LookSmart
- Founded: 1995 (as Homebase); October 1996 (as LookSmart);
- Headquarters: Henderson, Nevada, United States
- Founders: Evan Thornley; Tracy Ellery;
- Website: looksmart.com

= LookSmart =

American company

LookSmart is an American search advertising, content management, online media, and technology company. It provides search, machine learning and chatbot technologies as well as pay-per-click and contextual advertising services.

LookSmart also licenses and manages search ad networks as white-label products. It abides by the click measurement guidelines of the Interactive Advertising Bureau.

LookSmart also owns several subsidiaries, including Clickable Inc., LookSmart AdCenter, Novatech.io, ShopWiki and Syncapse.
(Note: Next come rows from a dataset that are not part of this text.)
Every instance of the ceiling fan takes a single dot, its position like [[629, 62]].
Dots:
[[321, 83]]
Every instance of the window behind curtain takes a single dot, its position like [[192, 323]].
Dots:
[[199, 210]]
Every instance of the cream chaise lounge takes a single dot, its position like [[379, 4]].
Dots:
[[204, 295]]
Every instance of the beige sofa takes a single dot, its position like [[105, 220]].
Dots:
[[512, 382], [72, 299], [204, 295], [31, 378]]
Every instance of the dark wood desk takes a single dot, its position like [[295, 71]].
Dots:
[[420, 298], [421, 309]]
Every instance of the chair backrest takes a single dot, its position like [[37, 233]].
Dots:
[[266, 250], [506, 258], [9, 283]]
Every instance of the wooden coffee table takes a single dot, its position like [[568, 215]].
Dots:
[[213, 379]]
The current CEO of LookSmart is Michael Onghai and the company is headquartered in Henderson, Nevada.

== Etymology ==
The name "LookSmart" is a double entendre, referring to both its selective, editorially compiled directory and as a compliment to users whom the company thinks "look smart".

==History==
=== 1995–1998 ===
LookSmart was founded as Homebase in 1995 in Melbourne, Australia by husband and wife Evan Thornley and Tracy Ellery, executives of McKinsey & Company. Reader's Digest invested $5 million in the company for an 80% stake. The original concept of Homebase was to build a female and family-friendly web portal to supplement the Reader's Digest magazine. After leadership and strategy changes at Reader's Digest, which reduced RD's focus on its online business, RD wanted to shut down Homebase, which would have cost $4 million in payouts and other termination costs. The founders and former McKinsey's employee Martin Hosking instead proposed a cheaper leveraged buyout of Homebase.

On 28 October 1996, the company launched its LookSmart search engine. At launch, the search engine listed more than 85,000 sites and had a "Java-enhanced" interface. In June 1997, the search engine underwent a major redesign, dropping its original Java-based browsing system.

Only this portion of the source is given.